Of the four studies that utilised this intervention type, three were successful in increasing PA levels [60,61,62], while one was not [59]. Of the three successful interventions, all three utilised some form of combined intervention, with [60] incorporating elements of peer support, and [61,62] incorporating the direct provision of physical training components. Of note, [60] had two intervention groups, one utilising personalised feedback, and another utilising peer support in addition to the personalised feedback. Only the group with additional peer support had a significant increase in PA levels. Regarding the study that was unsuccessful in increasing PA levels, a possible reason could be that the intervention only provided nutrition counselling, which might have been insufficient in affecting PA levels.

Applicability

The sample of studies here points toward the efficacy of individually adapted health behaviour change programs in increasing PA levels. However, it must be noted that all of the studies that were successful in increasing PA levels also included components other than the individually adapted health behaviour change programs.

3.2.5. Family-Based Social Support

Family-based social support interventions attempt to affect participants’ PA levels through the alteration of the familial aspect of their social support structure.

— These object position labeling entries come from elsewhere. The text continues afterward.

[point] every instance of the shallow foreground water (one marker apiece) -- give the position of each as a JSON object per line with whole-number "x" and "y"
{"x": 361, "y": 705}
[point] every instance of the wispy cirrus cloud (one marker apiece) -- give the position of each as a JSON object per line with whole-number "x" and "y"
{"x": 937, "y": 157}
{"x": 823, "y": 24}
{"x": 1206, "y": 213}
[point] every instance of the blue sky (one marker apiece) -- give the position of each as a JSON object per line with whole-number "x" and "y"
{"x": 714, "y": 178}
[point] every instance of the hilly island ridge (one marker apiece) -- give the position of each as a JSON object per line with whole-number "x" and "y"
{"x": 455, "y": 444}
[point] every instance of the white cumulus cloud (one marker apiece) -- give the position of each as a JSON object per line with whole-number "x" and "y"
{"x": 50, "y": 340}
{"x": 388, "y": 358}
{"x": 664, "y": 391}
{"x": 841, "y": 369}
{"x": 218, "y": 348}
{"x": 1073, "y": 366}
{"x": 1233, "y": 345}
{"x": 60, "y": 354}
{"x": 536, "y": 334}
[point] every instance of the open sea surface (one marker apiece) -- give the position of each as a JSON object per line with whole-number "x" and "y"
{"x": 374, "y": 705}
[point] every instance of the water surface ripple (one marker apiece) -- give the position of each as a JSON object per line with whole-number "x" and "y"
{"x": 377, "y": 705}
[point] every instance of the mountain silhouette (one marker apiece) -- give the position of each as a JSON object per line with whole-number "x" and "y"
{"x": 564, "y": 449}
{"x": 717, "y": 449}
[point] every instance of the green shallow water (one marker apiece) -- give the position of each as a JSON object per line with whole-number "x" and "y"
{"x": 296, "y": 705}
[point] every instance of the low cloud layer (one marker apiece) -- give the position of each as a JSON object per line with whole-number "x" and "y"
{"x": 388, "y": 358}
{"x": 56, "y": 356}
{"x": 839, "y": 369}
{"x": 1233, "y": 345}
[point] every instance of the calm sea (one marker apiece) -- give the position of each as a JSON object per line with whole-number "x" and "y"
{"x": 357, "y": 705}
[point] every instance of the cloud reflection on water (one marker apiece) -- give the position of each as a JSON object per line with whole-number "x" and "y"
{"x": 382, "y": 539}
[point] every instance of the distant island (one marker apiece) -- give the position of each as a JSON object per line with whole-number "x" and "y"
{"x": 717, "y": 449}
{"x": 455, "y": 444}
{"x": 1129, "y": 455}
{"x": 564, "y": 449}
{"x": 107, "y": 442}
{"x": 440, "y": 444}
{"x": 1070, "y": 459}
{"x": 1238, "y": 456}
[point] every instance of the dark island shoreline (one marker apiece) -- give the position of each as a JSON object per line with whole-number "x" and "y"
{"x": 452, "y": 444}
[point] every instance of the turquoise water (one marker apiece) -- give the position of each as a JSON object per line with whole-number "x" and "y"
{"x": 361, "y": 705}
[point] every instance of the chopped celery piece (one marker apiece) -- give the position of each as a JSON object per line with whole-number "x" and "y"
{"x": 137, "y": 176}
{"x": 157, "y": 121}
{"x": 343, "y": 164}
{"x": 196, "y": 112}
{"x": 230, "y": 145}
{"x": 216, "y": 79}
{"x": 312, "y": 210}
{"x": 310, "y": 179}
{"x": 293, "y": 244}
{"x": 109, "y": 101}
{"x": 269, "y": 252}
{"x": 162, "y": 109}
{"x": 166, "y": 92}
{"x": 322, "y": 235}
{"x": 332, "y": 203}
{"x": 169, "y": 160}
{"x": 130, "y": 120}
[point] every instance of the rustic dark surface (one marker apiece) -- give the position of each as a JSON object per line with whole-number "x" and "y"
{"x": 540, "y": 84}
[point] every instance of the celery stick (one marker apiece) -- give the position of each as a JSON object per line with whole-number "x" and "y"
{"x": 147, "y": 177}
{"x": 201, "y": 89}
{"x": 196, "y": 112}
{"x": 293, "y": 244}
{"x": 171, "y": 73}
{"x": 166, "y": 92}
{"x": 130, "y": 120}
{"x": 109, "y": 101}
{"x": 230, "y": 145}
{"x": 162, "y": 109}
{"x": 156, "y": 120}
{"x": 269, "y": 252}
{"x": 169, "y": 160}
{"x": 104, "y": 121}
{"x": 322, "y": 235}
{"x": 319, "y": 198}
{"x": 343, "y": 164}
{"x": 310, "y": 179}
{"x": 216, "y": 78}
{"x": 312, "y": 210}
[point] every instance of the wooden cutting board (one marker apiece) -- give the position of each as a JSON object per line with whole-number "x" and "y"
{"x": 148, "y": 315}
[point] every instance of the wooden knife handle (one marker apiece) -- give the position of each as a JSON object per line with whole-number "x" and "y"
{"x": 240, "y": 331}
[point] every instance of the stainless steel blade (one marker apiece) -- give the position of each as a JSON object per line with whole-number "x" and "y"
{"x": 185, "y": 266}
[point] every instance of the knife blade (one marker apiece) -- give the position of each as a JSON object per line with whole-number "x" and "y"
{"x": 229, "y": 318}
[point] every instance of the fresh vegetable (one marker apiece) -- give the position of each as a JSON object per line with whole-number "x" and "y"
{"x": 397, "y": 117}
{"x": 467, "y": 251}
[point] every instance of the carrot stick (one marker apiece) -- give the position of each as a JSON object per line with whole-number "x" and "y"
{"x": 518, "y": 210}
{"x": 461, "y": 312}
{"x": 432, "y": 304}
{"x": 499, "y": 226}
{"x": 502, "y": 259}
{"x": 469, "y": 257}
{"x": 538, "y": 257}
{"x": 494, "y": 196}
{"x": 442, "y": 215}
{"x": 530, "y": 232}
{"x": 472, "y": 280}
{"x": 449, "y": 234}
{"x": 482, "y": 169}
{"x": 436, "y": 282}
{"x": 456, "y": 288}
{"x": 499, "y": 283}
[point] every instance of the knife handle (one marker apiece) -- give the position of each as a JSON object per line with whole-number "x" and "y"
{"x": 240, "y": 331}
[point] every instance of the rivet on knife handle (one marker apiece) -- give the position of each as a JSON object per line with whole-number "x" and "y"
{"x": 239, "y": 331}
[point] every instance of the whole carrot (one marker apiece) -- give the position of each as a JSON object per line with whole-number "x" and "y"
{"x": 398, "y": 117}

There were three studies that utilised this intervention type [63,64,65].

Efficacy

Of the three studies that utilised this intervention type, all three were successful in increasing PA levels [63,64,65]. Of the three successful interventions, one targeted the mothers and sought to provide practical guidelines on childhood obesity management [63], another entailed the parents receiving nutritional education to manage their children’s diet and providing oral nutritional supplements to the children [64], while [65] was also a parent-centric intervention that sought to educate parents on various behavioural strategies aimed at preventing childhood obesity.

Applicability

The sample of studies here points toward the efficacy of family-based social support interventions in increasing PA levels. However, it is important to note that the commonality across the interventions that worked was that they were parent-centric interventions directed toward improving their child’s health outcomes. It may be easier to affect the PA levels of a child under the care of their parent since the latter is able to more strictly control the various lifestyle factors around their child.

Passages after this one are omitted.